Henry Homeyer: Get ready to start your indoor seedlings

By Henry Homeyer
© 2023 Telegraph Publishing LLC

Starting seeds indoors under lights is a good treatment for the winter blues. It connects me to my upcoming garden and all its benefits. Early March is when I start onions and peppers, though April is the month for most everything else.

My wife, Cindy Heath, and I are making a commitment to reduce/eliminate the use of plastics in our life, so we are transitioning away from those handy, dandy flimsy plastic 6-packs for starting seeds. You can, too.

Gardeners Supply Company has been offering ways of reducing single-use plastics like those 6-packs sold everywhere. They have sturdy reusable plastic trays for seed starting which have been available for a few years. This year they came out with metal seed starting trays.

Metal planting cells from Gardeners Supply

These galvanized steel growing cells are pricey, but should last a lifetime. For about $50 you get 24 individual, tapered cells and a leak-proof tray to hold them. The cells are a nice big size. The kit is self-watering: it comes with a wire grid and moisture-retaining mat that keeps seedlings hydrated from the bottom of the tray which you fill with water once a week or so. I got one of these kits and looks like a winner.

Renee’s Garden is now selling seed starting cell trays made of silicone that are sturdy and reusable, and dishwasher safe. They do not get brittle, they say. I am ordering some to try them.

If you don’t mind extra work and lots of mess, you can make soil blocks using a little metal press that produces 2-inch soil blocks. The mixture includes peat humus, compost, soil, blood meal and minerals. E-mail me for more info about the process.

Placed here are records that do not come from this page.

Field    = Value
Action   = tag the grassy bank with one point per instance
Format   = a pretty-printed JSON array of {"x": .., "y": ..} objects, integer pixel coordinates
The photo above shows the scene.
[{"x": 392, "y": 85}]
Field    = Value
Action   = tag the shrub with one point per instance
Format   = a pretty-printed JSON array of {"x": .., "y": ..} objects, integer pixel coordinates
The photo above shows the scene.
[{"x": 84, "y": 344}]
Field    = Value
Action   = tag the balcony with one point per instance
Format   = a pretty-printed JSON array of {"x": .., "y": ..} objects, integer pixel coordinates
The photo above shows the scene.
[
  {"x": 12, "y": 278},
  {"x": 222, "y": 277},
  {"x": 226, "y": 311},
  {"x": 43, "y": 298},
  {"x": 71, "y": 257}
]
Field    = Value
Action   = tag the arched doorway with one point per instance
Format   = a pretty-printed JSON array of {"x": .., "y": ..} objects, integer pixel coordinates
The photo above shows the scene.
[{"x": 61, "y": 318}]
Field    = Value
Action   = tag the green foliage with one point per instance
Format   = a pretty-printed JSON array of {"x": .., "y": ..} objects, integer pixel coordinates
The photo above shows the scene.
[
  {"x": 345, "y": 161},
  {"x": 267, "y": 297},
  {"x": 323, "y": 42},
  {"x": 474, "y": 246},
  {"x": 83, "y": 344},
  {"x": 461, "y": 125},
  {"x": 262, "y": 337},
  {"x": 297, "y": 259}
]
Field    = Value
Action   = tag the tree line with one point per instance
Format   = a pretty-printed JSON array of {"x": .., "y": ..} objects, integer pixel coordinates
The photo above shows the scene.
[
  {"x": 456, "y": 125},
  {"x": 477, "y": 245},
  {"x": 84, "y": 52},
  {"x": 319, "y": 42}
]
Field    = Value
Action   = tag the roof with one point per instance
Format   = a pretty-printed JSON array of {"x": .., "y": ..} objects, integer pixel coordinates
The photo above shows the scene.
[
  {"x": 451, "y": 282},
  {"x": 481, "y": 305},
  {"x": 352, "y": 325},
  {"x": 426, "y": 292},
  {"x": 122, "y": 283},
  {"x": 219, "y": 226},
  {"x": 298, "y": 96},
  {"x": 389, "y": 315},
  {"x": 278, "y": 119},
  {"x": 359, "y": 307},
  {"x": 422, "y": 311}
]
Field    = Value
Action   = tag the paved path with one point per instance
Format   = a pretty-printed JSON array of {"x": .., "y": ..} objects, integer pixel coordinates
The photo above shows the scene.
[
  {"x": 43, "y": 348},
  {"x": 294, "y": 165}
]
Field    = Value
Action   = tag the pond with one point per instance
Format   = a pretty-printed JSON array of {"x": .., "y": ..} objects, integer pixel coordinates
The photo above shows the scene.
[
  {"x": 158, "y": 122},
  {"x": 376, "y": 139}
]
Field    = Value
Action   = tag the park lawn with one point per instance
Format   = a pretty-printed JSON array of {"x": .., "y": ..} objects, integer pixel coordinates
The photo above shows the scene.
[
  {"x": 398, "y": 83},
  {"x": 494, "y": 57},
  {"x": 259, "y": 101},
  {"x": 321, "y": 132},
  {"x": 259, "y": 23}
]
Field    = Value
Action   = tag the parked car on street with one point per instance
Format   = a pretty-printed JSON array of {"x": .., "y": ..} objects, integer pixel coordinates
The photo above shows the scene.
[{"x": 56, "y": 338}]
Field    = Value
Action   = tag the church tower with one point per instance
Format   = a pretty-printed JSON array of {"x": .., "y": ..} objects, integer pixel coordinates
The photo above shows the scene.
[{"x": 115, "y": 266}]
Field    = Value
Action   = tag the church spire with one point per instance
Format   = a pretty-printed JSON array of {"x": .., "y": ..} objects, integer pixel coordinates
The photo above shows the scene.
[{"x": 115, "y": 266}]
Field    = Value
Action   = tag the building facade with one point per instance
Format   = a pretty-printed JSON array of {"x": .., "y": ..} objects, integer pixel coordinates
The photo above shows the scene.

So what else do you need? Lights, growing medium and seeds. Let’s start with lights. To keep your light bill low, I recommend using LED lights. I have some old-fashioned 4-foot fluorescent lights, but have been replacing them with the LED equivalent. These look about the same, but have no ballast (transformer) inside the fixture and use much less electricity.

If you replace your old fixtures, don’t just throw the old tubes into the trash as they contain mercury, which is toxic waste. Some recycling centers will accept them, or bring them to an electrical supply company for proper disposal. And if you want to use an LED tube in an old fluorescent fixture, you should remove the ballast. Unless it says “No PCB’s” on it, it needs to be sent to a hazardous waste collection site also.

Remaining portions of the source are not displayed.